En 2022, la Chine a dévoilé son plan de développement de l'industrie de l'hydrogène (2021-2035). L’hydrogène est présenté comme une des « énergies propres » qui font partie des secteurs industriels prioritaires où des investissements massifs doivent être réalisés. La Chine est actuellement le 1er producteur mondial d’hydrogène avec 33 millions de tonnes par an, en très grande partie à partir de combustibles fossiles. Elle est également le 1er consommateur d’hydrogène. Le plan se fixe deux objectifs : porter la production d’hydrogène renouvelable de 100 000 à 200 000 tonnes par an d’ici 2025 et avoir 50 000 véhicules à pile à combustible sur les routes. Dans le cas de la Chine, il est intéressant de mentionner que le 14ème plan est bien moins ambitieux que les projets des gouvernements locaux en matière de développement de l’hydrogène. Par exemple, la Mongolie intérieure ambitionne de produire 500 000 tonnes d’hydrogène renouvelable par an soit plus que l’objectif national. Mais il semble que Pékin souhaite éviter la surchauffe qui a touché le développement d’autres secteurs comme celui des panneaux solaires et des batteries.

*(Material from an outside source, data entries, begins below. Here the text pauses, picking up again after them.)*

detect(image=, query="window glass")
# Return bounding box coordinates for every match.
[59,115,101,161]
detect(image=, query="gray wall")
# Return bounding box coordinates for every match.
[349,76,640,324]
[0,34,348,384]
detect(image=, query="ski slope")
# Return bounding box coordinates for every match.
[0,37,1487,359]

Enfin la Chine est également un acteur majeur de la production d’électrolyseurs. En 2020, la Chine représentait 8 % du stock mondial d’électrolyseurs et 35 % de la capacité de fabrication mondiale d’équipements et de composants d’électrolyseurs.

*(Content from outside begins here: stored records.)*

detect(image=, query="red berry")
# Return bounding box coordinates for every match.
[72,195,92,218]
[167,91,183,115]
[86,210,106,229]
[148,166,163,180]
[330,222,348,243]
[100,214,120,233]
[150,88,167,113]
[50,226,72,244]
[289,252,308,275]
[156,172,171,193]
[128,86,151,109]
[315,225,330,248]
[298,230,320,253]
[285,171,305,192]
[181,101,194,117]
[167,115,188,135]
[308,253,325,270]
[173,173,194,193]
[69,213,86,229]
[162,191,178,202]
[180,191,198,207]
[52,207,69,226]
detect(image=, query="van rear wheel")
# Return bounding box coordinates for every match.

L’Europe dispose d’une part de marché de 20 % environ mais la concurrence est forte. En effet, les électrolyseurs européens ou américains affichent un coût de production de l’ordre de 1,5 à 2 millions d’euros par mégawatt alors qu’en Chine, le coût serait inférieur à 1 million d’euros par mégawatt d’autant que les normes techniques y sont moins strictes que celles applicables en Europe. Certains acteurs de la filière européenne souhaiteraient des aides à la production d’électrolyseurs en Europe.
Conclusion
Il y a quelques années, l’Europe s’est fixé des objectifs pour le développement de sa filière hydrogène et ses objectifs apparaissent aujourd’hui bien ambitieux au regard des retards pris dans le développement de la filière. Celle-ci a dû faire face à plusieurs vents contraires ces dernières années. Tout d’abord, la question de la compétitivité de sa production qui touche plus particulièrement l’hydrogène bas carbone par rapport à d’autres productions subventionnées. L’intégration du coût du carbone peut y apporter un élément de réponse. Ensuite, la structuration de la filière et le développement des investissements demandent un cadre réglementaire stable or celui-ci n’a cessé d’évoluer. L’Europe a produit beaucoup de textes sur le secteur de l’énergie ces dernières années et a vu sa perception évoluer sur des sujets majeurs comme le rôle du nucléaire. Enfin, il s’agit de réussir à préserver une compétition équitable alors que les producteurs européens ne sont pas soumis aux mêmes niveaux d’exigence que leurs pairs à l’étranger. Cette question concerne l’hydrogène mais va bien au-delà puisqu’elle se pose pour toutes les industries d’avenir. Le Net Zero Industry Act constitue un 1er élément de réponse mais l’Europe doit accélérer sa mise en œuvre dans un environnement international qui évolue rapidement sur de nombreux sujets.
1. Global Hydrogen Review 2023, AIE.
2. Les deux précédents PIIEC, Hy2Tech pour 5,4 Mds € et Hy2Use pour 5,2 Mds € dataient de 2022 et privilégiaient la R&D et l’intégration de l’hydrogène dans l’industrie.